Partie 1 : Sur l’urgence
Conditions de l’urgence rappelées par le juge des référés « atteinte de manière suffisamment grave et immédiate à un intérêt public, à la situation du requérant ou aux intérêts qu’il entend défendre.

Condition d’urgence pleinement établie par le CE dans son ordonnance du 2 juillet. À un alinéa près, les arrêtés du 5 juillet sont identiques à ceux du 5 mai qui avaient été suspendus. Aucun élément nouveau depuis le 2 juillet n’est de nature à amener le juge des référés dans un autre sens. Condition d’urgence d’autant mieux établie que la date de clôture des inscriptions est désormais passée et que le temps restant à courir avant début des épreuves est encore plus court.

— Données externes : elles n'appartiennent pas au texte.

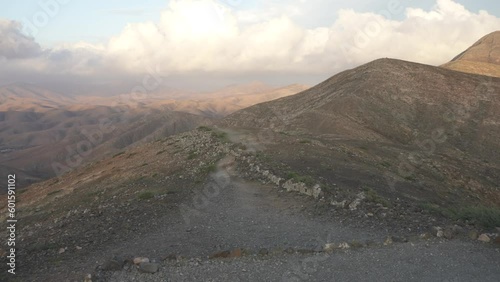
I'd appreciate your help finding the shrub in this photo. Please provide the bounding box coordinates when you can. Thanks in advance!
[138,191,155,200]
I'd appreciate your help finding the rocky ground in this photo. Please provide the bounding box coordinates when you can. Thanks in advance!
[0,128,500,281]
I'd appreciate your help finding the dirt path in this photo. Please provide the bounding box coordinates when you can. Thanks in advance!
[94,155,500,281]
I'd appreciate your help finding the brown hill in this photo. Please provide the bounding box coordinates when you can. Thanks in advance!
[442,31,500,77]
[0,59,500,281]
[0,83,307,186]
[222,59,500,205]
[0,106,209,187]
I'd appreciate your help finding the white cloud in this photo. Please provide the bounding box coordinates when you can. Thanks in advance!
[0,0,500,92]
[0,19,41,59]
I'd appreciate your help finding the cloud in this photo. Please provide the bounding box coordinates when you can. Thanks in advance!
[0,0,500,93]
[0,19,41,59]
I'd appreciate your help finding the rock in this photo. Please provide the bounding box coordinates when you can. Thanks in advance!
[384,236,393,246]
[259,248,269,256]
[339,242,351,250]
[477,234,491,243]
[165,254,178,260]
[323,243,335,253]
[493,236,500,245]
[134,257,149,265]
[229,248,243,258]
[313,184,321,199]
[102,258,123,271]
[432,226,444,238]
[83,274,92,282]
[420,232,432,240]
[452,224,465,235]
[392,237,408,243]
[210,251,231,259]
[349,192,366,211]
[330,200,347,209]
[139,262,160,273]
[443,228,454,240]
[467,230,479,240]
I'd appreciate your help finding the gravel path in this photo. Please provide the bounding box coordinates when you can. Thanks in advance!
[110,241,500,282]
[98,160,500,281]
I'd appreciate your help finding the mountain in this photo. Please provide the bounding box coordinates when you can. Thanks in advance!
[0,106,210,187]
[221,59,500,206]
[0,83,307,187]
[0,84,76,112]
[442,31,500,77]
[0,38,500,281]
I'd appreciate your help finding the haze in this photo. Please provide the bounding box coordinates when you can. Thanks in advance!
[0,0,500,95]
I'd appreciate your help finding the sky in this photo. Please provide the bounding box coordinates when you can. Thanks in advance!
[0,0,500,94]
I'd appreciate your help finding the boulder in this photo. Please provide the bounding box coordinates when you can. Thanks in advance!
[134,257,149,265]
[477,234,491,243]
[139,262,160,273]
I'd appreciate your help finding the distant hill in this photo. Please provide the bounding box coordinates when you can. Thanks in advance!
[0,82,308,186]
[221,59,500,205]
[442,31,500,77]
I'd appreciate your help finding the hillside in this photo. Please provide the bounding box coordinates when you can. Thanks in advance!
[0,59,500,281]
[442,31,500,77]
[0,83,307,186]
[222,59,500,206]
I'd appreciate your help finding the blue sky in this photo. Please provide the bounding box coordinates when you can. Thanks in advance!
[0,0,500,47]
[0,0,500,93]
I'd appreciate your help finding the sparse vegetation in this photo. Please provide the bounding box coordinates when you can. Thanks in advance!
[47,190,62,196]
[198,125,213,131]
[212,131,229,142]
[137,191,155,200]
[286,172,314,186]
[113,151,125,158]
[420,202,500,228]
[364,187,391,207]
[201,164,217,174]
[188,151,198,160]
[404,175,417,182]
[380,161,391,167]
[156,149,167,155]
[26,242,58,252]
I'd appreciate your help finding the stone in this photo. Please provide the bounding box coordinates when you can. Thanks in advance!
[330,200,347,209]
[83,274,92,282]
[420,232,432,240]
[349,192,366,211]
[134,257,149,265]
[259,248,269,256]
[139,262,160,273]
[452,224,465,235]
[323,243,336,253]
[477,234,491,243]
[229,248,243,258]
[467,230,479,240]
[339,242,351,250]
[443,228,454,240]
[210,251,231,259]
[313,184,321,199]
[102,258,123,271]
[384,236,393,246]
[493,236,500,245]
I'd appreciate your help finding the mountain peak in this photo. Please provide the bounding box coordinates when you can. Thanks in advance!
[442,31,500,77]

Il est réaffirmé que l’exécution de l’arrêté du 5 juillet 2010 port une atteinte grave à l’intérêt public qui s’attache à une préparation sereine des concours : raccourcissement des délais de préparation, entraîne diminution de la qualité des travaux, donc de la pertinence du choix des jurys, c’est-à-dire, in fine, de la qualité du recrutement. Degré d’impréparation attesté par l’absence de publication à ce jour des programmes officiels des concours.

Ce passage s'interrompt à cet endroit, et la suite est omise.